Mutect2 --pileup-detection true not working with a normal control? #9296
Description
Hi,
I am using Mutect2 (GATK-4.6.2) to call variants in RNA-seq data that have been processed with SplitNCigar. As a result, when a variant is at the beginning or end of an exon, it is only supported by reads that start or end in that position. Apparently, this can be problematic for Mutect2, since some of these variants are not called. I attach an example below, where the first track corresponds to a tumor sample that carries a T>C mutation.
When running Mutect2 with default settings, this mutation is completely missed. However, this can be recovered by setting --pileup-detection to true in tumor-only mode. These are the stats reported by Mutect2 for this variant:
chr12 112477651 . T C . . AS_SB_TABLE=29,21|2,4;DP=60;ECNT=1;ECNTH=1;MBQ=37,37;MFRL=4912,13285;MMQ=60,60;MPOS=45;POPAF=7.30;TLOD=16.13 GT:AD:AF:DP:F1R2:F2R1:FAD:SB 0/1:50,6:0.134:56:0,0:44,6:44,6:29,21,2,4
Unfortunately, the mutation is missed again if I run the analysis with an unmatched normal control that has no reads supporting that mutation (second track in the image below). Perhaps pileup-based haplotypes are only being used in tumor-only mode?

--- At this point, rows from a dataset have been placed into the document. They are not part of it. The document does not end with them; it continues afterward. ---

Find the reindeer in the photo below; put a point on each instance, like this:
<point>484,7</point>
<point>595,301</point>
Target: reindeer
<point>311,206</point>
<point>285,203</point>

I have tried the suggestions in When HaplotypeCaller and Mutect2 do not call an expected variant, but nothing seems to help. I have run Mutect2 with --linked-de-bruijn-graph , --recover-all-dangling-branches or --min-pruning 0, to no avail. This is what my command looked like after trying everything I could:
Mutect2 --reference /work/ALL/genome/GRCh38.primary_assembly.genome.fa --input 6371.bam --tumor-sample 6371 --output 6371_test_control.vcf --dont-use-soft-clipped-bases --native-pair-hmm-threads 5 --read-validation-stringency LENIENT --min-read-length 1 --intervals PTPN11.bed --initial-tumor-lod 1 --disable-tool-default-read-filters --lenient --recover-all-dangling-branches --min-pruning 0 --bam-output 6371_mutect.bam --input CONTROL.bam --normal-sample CONTROL
The BAM output of this command is in the last IGV track of my image. As you can see, it is completely empty. If I set --pileup-detection to false again and generate a GVCF, this is what it looks like:
chr12 112477651 . T <NON_REF> . . END=112477651 GT:DP:MIN_DP:TLOD 0/0:59:59:15.58
As a side note, I can only generate a GVCF without the normal, otherwise it gives me an error.
UPDATE: The number of variants with and without --pileup-detection is different, so apparently it does work in tumor/normal mode. However, I find it strange that this the variant can be detected with this setting in tumor-only mode, but not when a normal is used (even though this normal sample has no reads supporting it).
UPDATE2: after playing around with pretty much every setting of Mutect2, I have been able to detect this mutation by setting --min-dangling-branch-length to 1. But if dangling branches are indeed the issue with this variant, why doesn't --recover-all-dangling-branches work?